11.05.2021 / Yalçın Bayer - Kuraklığın Bedeli Ağır Olacak (1)
Trakya bölgesi genç ve verimli toprakları, nadassız tarımı olası kılan iklimi, 30 yıl öncesine kadar kendine yeten kaliteli yeraltı ve yerüstü kaynakları ve eko sistemleri ile tam bir yaşam bölgesi idi. Ancak, 21. yüzyıl insanlığa birçok yaşam standardı sunar iken tüm canlıların ortak malı olan çevrede, geri alınması çok zor hatta olanaksız olan doğal varlıklarımızı da alıp götürmektedir.
Mevcut durumu özetlersek:
13 araştırma kuyusu, 400 sulama kuyusu, 3000 özel kuyu (sadece kayıtlı olanlar)...
Büyükşehirlerin içme suyu ihtiyacı havzadan karşılanıyor.
Her bir kişi veya şirket kuyu açarak dilediği kadar su pompalayabiliyor.
Yeraltı su seviyesi hızla düşüyor.
Ne yapılmalı?
Yeni yasalar ve düzenlemeler getirilmeli.
Yeraltı suyunun yıllık yenilenebilen miktarından daha fazla çekime izin verilmemeli.
Her sektör suyu parayla kullanmalı.
Mevcut durum ve gelecek için ciddi bilimsel çalışmalar yapılmalı.
(Namık Kemal Üniversitesi ‘Su Profesörü’ Halim Orta’nın benzer uyarılarını yazmaya devam edeceğiz.)
“İnönü Vakfı”ndan Marmara İçin Uyarı
“Sevinç ve Erdal İnönü Vakfı MAREM Proje Ekibi” Marmara’da yaşanan müsilaj sorunu nedeni ile bir açıklama yaptı: “Marmara Denizi’nde bütün yaşananlar yapılan ve yapılmaya devam edilen büyük hataların kelebek etkisidir. Ve bu hataların hepsi zamanında, uygulandığı takdirde felaket olacağı açıkça belirtilmesine rağmen yapılmıştır. Gelinen bu noktada atılması gereken adım; bugüne kadar uygulanan milyarlarca dolarlık projelerin, soruna gerçekçi bir çözüm getirmediğini kabul ederek, Marmara Denizi ve çevresinin kanserleşmiş atık ve kanalizasyon sorununu çözmektir. Bizler gözlemlenen müsilaj agregat ve etkilerini izlemeye devam edeceğiz.”
Marmara Göz Önünde Yok Edildi
2020 Eylül ayında BM açıkça “İnsanlığın ciddi bir yol ayrımında olduğu, doğayı kurtarmak için acil harekete geçilmesi gerektiği” konusunda uyarıda bulundu.
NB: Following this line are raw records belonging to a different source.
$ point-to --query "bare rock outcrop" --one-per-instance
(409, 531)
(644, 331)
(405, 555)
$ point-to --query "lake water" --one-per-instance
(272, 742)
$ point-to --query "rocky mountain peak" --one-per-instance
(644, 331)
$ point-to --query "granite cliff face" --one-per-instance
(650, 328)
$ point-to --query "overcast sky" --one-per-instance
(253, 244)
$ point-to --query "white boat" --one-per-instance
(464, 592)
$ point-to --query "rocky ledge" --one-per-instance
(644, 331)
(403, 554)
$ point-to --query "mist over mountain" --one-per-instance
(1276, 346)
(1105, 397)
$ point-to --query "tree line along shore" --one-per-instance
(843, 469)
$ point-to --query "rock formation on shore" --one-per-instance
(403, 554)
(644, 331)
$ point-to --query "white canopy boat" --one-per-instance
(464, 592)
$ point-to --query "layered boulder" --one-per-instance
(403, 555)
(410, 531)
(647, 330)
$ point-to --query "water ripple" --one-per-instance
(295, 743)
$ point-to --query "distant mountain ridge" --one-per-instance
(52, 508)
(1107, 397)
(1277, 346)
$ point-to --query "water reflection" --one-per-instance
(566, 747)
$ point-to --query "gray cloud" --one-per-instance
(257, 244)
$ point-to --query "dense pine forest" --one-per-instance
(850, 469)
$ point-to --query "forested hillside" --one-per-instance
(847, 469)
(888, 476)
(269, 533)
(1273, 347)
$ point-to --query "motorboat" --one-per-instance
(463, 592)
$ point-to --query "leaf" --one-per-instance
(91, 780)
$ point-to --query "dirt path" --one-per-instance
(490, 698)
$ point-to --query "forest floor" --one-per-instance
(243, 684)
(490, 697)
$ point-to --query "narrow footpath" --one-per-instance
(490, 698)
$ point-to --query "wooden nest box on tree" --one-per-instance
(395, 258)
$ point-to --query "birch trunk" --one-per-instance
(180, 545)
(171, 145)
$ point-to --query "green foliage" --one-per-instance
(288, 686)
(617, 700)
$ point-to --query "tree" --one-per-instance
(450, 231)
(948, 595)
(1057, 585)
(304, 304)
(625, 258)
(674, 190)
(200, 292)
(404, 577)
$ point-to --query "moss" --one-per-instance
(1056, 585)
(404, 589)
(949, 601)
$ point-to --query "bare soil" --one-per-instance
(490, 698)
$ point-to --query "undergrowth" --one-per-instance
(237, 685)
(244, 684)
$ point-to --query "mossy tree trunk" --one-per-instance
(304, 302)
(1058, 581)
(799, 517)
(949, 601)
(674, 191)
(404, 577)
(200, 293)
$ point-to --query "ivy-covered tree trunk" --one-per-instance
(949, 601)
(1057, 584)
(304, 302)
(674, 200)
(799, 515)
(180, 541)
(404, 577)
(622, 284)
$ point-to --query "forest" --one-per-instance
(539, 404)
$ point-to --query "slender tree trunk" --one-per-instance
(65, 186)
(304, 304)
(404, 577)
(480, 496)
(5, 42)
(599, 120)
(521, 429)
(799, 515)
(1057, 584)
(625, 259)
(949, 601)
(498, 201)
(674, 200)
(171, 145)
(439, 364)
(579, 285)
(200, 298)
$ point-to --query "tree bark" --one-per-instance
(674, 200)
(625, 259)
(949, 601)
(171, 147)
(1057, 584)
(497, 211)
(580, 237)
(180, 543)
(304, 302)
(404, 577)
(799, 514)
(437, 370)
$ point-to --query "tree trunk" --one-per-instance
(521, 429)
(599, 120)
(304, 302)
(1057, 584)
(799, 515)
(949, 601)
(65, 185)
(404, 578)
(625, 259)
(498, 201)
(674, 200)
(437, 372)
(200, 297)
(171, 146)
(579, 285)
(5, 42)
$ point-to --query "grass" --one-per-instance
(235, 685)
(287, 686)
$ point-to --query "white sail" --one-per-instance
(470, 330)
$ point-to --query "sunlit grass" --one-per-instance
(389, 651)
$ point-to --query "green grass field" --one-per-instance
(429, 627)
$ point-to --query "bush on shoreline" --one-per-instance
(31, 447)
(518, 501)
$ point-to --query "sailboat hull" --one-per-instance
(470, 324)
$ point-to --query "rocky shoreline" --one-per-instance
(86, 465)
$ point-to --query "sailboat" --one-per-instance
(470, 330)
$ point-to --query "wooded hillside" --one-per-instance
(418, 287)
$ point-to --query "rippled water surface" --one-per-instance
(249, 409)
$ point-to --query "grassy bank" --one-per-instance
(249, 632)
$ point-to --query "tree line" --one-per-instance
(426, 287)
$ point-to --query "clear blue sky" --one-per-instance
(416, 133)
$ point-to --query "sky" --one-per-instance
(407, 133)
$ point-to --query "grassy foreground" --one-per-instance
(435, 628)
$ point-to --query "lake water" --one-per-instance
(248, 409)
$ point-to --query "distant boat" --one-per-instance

Doğa umursanmadan, sadece çıkarlarını düşünerek hareket eden zihniyetin en tipik örnekleri “Saroz FSRU Projesi”nde ve bir içdeniz olan “Marmara Denizi”nde gözlemleniyor. 1971 tarihli “İstanbul Kanalizasyon Projesi”nde (DAMOC-71) atıkların arıtılması öngörülürken, Akdeniz’den gelen akıntı ile Karadeniz’e salınması yoluna gidildiği, 1989’da ise atıkların arıtılmaksızın “Derin Deniz Deşarjı” adı altında Marmara’ya basılması kararını hatırlatan “Trakya Platformu” şöyle diyor:
“Marmara’nın atıklarla oksijensiz bırakılarak kirliliğin salyalaşmasından ‘Çevre ve Şehircilik Bakanlığı’nın ders alması gerekiyor. ‘Marmara Denizi’, iktidar ve yerel iktidar yetkililerinin gözleri önünde yok edilmiştir. ‘Saros Körfezi’ni yok edecek liman ve kara boru hattı çalışmalarını durdurmak kamu yararı için zorunluluktur.”